写真の花はヤマユリ。手のひらと比較してもわかる通り、野に咲く花の中でもとりわけよく目立つ大輪咲きで、一度見たら忘れられない抜群の存在感を誇ります。さらに特筆すべきはその香り。顔を近づければ豊潤な甘い香りが漂い、その芳香はバラに勝るとも劣らないほど。決して珍しい存在ではなく、トレイルウォーキング中には道端などで結構な確率で見られます。花期は初夏〜真夏が最盛期です。

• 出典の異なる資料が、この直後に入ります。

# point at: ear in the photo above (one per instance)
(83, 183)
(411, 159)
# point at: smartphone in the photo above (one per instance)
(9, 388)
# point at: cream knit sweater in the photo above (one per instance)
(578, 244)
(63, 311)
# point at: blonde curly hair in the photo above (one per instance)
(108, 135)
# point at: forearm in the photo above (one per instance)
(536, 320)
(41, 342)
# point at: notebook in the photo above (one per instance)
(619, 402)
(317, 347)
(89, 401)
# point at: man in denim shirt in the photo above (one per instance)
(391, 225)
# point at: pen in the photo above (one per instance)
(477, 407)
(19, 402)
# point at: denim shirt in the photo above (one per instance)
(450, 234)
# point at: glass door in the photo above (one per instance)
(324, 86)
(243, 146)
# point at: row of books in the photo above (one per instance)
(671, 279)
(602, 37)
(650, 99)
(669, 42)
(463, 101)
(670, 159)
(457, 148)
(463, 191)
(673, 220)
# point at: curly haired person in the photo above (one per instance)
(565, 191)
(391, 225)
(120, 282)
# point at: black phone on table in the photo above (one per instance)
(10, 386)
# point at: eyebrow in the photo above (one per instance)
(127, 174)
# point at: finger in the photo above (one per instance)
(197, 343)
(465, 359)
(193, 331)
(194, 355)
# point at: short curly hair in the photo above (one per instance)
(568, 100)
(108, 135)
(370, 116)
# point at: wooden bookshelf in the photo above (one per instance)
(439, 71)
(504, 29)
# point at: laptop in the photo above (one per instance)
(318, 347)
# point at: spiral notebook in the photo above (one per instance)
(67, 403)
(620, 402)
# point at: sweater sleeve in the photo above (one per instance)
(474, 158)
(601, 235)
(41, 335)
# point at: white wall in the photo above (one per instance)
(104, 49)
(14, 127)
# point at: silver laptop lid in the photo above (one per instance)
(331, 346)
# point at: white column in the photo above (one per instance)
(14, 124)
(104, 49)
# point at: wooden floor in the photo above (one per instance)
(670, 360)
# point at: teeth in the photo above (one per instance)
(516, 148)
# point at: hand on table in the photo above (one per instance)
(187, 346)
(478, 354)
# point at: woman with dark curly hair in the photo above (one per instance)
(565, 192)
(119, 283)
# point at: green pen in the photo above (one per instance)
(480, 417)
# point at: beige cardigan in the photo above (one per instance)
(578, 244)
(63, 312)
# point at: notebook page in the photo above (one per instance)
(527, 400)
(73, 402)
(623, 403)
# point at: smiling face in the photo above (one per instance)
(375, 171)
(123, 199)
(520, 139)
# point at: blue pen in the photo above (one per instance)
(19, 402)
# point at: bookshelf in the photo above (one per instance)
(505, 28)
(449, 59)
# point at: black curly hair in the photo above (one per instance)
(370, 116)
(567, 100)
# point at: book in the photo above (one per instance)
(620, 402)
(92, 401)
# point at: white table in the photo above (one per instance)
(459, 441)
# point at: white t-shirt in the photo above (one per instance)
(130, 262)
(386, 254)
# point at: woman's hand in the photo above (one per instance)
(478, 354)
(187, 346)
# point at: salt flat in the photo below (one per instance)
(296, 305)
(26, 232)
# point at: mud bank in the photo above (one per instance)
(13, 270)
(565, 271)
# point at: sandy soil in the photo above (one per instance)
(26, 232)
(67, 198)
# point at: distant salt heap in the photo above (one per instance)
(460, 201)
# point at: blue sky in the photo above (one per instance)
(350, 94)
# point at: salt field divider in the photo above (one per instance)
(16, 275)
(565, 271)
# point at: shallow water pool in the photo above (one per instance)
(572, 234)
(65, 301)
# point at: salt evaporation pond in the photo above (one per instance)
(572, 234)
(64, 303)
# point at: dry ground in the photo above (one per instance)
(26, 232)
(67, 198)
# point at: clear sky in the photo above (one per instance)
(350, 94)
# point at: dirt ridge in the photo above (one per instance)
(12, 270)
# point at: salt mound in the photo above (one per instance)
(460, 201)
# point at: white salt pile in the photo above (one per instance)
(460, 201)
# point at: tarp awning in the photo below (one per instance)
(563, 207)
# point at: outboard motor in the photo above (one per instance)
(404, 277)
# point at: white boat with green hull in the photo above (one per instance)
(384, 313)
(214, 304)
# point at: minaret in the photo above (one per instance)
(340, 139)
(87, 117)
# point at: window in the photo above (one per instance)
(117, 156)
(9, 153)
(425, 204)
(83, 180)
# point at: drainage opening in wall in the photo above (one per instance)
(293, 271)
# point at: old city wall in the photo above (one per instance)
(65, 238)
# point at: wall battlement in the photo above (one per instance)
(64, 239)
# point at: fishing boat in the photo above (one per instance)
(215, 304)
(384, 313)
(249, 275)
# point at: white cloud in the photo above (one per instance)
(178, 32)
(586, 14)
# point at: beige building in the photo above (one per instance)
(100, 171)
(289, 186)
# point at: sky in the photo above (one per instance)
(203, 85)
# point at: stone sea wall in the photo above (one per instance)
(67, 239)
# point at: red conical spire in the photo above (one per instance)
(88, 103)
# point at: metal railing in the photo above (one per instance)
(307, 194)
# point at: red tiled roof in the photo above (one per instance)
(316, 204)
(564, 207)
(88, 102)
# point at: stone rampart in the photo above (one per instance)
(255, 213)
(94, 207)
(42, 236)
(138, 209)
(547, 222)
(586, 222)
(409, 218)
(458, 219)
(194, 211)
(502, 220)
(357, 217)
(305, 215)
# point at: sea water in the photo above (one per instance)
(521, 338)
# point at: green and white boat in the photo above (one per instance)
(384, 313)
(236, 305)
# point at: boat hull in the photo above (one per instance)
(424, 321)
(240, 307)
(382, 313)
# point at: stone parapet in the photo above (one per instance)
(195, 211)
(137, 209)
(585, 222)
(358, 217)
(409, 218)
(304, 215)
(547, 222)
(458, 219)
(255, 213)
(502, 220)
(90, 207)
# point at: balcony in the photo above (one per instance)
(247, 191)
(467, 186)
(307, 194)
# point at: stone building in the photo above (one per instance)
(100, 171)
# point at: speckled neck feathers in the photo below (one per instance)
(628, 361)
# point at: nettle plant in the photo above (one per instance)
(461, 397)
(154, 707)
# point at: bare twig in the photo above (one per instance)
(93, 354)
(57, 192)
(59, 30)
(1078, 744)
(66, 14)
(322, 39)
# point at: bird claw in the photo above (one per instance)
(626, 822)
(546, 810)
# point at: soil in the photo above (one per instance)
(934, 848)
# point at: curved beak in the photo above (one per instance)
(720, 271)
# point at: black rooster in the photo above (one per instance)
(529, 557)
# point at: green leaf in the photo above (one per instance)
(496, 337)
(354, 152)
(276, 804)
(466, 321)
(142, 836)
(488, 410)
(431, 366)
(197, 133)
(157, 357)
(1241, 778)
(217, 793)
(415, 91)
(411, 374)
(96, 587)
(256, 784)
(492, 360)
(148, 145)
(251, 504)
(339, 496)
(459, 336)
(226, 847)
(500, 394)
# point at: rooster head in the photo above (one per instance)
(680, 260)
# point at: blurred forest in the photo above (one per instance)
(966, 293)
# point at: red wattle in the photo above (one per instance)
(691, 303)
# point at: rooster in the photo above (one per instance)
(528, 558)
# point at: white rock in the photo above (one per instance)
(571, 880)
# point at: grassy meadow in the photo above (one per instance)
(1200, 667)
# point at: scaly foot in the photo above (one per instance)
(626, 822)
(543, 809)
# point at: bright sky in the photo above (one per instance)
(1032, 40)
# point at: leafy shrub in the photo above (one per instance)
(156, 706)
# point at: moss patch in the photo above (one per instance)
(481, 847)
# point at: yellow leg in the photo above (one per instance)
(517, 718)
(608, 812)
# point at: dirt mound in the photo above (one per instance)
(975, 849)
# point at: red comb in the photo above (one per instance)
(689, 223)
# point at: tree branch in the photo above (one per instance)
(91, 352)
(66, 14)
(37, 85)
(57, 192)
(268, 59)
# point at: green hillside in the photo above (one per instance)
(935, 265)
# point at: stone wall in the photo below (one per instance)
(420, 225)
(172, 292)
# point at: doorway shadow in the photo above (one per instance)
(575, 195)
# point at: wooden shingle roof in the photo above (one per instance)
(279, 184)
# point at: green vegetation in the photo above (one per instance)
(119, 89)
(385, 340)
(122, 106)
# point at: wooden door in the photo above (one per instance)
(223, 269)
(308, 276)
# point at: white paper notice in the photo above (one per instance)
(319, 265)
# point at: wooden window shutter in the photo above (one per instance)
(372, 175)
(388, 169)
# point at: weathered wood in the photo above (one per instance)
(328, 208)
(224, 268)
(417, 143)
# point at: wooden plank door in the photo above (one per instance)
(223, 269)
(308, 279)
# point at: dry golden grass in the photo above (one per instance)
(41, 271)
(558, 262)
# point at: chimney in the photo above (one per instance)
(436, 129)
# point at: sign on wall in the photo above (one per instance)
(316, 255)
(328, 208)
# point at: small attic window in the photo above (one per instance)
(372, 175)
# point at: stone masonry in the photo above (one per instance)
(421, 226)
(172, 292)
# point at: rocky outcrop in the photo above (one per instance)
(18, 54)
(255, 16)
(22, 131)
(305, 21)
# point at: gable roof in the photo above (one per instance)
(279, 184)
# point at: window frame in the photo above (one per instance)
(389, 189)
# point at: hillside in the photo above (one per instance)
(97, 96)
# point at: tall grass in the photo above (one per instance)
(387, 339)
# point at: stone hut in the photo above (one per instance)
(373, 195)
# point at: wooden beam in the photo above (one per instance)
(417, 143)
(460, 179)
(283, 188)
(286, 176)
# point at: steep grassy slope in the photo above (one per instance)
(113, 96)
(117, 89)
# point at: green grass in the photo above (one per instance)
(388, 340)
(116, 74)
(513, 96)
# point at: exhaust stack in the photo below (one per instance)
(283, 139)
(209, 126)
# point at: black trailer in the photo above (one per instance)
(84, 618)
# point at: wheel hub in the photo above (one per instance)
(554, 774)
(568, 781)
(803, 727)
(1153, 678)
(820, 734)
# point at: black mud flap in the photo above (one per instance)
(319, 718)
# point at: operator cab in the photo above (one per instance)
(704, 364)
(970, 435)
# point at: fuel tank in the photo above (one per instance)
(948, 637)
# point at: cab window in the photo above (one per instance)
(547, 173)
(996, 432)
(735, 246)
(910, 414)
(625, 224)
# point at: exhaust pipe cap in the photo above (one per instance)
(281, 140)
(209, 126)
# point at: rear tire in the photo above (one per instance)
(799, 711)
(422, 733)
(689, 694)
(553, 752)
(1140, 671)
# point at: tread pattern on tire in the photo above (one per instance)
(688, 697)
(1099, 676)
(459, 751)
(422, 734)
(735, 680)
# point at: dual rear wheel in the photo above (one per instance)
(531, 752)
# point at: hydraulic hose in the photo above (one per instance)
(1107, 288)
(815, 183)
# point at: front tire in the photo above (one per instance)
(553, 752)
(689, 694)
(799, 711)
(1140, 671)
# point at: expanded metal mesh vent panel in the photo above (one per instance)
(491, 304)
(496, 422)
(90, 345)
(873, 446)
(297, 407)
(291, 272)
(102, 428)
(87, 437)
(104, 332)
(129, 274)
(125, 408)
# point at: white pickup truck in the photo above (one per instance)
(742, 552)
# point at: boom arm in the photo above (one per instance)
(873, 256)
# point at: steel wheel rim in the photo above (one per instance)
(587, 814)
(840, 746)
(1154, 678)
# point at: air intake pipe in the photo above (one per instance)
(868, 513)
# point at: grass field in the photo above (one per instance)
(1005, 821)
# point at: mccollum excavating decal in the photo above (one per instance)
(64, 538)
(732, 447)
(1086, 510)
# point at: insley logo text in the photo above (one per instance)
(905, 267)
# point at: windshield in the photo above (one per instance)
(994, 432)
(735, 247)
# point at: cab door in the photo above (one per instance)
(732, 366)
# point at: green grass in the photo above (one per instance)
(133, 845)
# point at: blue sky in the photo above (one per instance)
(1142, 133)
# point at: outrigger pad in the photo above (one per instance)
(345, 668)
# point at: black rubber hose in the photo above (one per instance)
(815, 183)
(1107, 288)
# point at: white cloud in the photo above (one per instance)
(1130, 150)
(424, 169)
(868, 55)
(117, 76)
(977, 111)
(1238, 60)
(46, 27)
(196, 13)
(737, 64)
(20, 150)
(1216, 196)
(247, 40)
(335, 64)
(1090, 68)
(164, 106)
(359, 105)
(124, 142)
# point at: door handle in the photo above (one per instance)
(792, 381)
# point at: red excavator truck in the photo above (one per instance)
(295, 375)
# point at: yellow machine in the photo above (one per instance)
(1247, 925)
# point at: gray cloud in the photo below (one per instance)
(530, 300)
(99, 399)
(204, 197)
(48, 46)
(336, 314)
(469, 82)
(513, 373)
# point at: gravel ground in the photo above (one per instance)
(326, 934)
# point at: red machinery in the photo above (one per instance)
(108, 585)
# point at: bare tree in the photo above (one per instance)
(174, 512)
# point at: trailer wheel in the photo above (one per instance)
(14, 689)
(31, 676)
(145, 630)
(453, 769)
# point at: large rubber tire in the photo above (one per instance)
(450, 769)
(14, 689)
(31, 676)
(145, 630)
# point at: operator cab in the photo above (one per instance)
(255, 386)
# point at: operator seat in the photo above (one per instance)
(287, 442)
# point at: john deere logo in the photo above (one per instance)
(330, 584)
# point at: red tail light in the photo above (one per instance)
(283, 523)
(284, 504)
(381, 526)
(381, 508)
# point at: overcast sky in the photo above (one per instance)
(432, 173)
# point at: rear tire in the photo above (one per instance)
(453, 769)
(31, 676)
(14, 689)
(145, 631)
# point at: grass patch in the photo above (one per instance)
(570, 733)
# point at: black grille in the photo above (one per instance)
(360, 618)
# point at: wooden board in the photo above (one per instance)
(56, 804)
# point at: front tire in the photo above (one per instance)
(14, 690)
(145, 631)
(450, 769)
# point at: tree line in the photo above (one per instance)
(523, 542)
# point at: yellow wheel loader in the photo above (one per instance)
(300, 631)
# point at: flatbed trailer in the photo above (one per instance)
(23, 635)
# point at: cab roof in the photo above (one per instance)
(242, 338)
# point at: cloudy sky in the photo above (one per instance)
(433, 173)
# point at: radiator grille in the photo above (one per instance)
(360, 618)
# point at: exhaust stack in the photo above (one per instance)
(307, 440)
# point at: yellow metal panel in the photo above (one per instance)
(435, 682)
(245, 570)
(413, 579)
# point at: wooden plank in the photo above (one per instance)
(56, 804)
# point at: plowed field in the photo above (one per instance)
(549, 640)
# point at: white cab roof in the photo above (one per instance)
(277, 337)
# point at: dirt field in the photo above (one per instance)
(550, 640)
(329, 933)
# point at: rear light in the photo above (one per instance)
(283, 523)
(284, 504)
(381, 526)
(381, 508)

さらに本格的に山野草の観察をしたいのであれば、横浜自然観察の森を要チェック。夏場なら、岩肌に生える紫色のイワタバコ、湿地のオカトラノオなどが魅力です。また、春にはサイハイランなどの珍しい自生ランに出合えることもありますよ!

横浜だからこそできる“山歩き”の魅力!

瀬上市民の森から横浜自然観察の森、さらには動物園もある金沢自然公園へと繋がる『横浜つながりの森』。動植物を観察しながらじっくり散策しても大体4時間ほどで踏破できることでしょう。

道中はそれなりの起伏はあるものの決して登山慣れした人でないと歩けないようなものではなく、服装や飲み物などの準備をしっかりさせていればだれでも気軽に自然散策・森林浴・トレイルウォーキング&ランニングなどを楽しむことができます。それでいてたくさんの昆虫や山野草に遭遇する機会があり、自然の魅力を強く実感できるのもポイント。日帰りで気軽に自然体験できる点は、遠い観光地にはない都会ならではの魅力と言えるかもしれません。

熱中症にはくれぐれも注意が必要ですが、「これから山歩きをしたい」「お手軽に緑の中を歩きたい」という方にはピッタリです。